周りを見渡してみれば要人達の中には反応が遅れて、矢を受けて倒れている者達もいる。
「バーグ卿、ご無事ですか!?」
アポロンがこちらへと駆け寄ってくる。
ヴァンダル卿がその後ろで剣を抜き、アポロンの背後に歩み寄る。
そしてその後ろには反体制派の者達が迫っていた。
「ヴァンダル卿、後ろ!」
しかし、ヴァンダル卿は振り返ろうとはしなかった。
ヴァンダル卿の背後で何かが倒れる音がする。
反体制派の兵士達が、全員床に倒れこんでいた。
「……遅かったではないか。」
ずっと沈黙を保っていたローランが、ようやく口を開く。
それはバーグにでもアポロンにでも、ヴァンダル卿に向けられたものでもなかった。
その後ろ。
倒れた襲撃者達を見下ろしている女性に対して向けられたものだった。
ヴァンダル卿がようやく振り返り、その女性に向き直る。
「……四楓院夜一中将か。助かったぜ。」
「陛下、ご無事で! ローラン大将。これは一体何事か?」
「さあな。私もよくはわからぬ。……だが、こやつらが“国”に敵対したのは事実。」
ローランが腰の大剣を抜く。
反体制派に包囲されて圧倒的不利な状況にありながら、この男には何の動揺も見られなかった。
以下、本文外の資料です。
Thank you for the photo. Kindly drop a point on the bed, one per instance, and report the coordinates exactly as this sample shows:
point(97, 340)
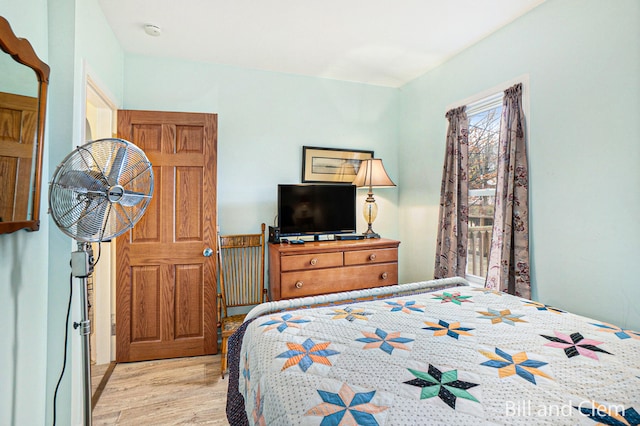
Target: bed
point(435, 352)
ヴァンダル卿が普段からは考えれないような真剣な表情でローランを見ている。
これが彼の本当の姿なのだろう、とバーグは思っていた。
「夜一、賊共を一匹残らず仕留めるぞ。」
「お言葉ながら大将、情報機関を統率するものとして一匹くらいは捕虜にしたいのじゃが。」
「……ふむ、よかろう。ならば……。」
ローランが大剣を向ける。
その先にいたのは。
「やだなぁ、そんな物騒なものをこっちに向けないでよぉ。」
「あの主犯格の男。あれを捕まえればよい。」
「了解した。」
二人の戦士は包囲網の指揮をとるリーダーを見据えた。
遅れながらバーグやアポロン、ヴァンダル卿もそれぞれ武器を構える。
「へぇ、僕を捕まえるって言うの?」
主犯格の男は右手を仮面にやると、勢いよく仮面を取って投げ捨てた。
「言ってやってよぉ、ヴァンダル長官。こんな辺境の名ばかり軍人達には……。」
指揮官の正体を見て衝撃を受けているアポロンとは反対に、
ヴァンダル卿は動揺を見せず、冷静な表情を保っていた。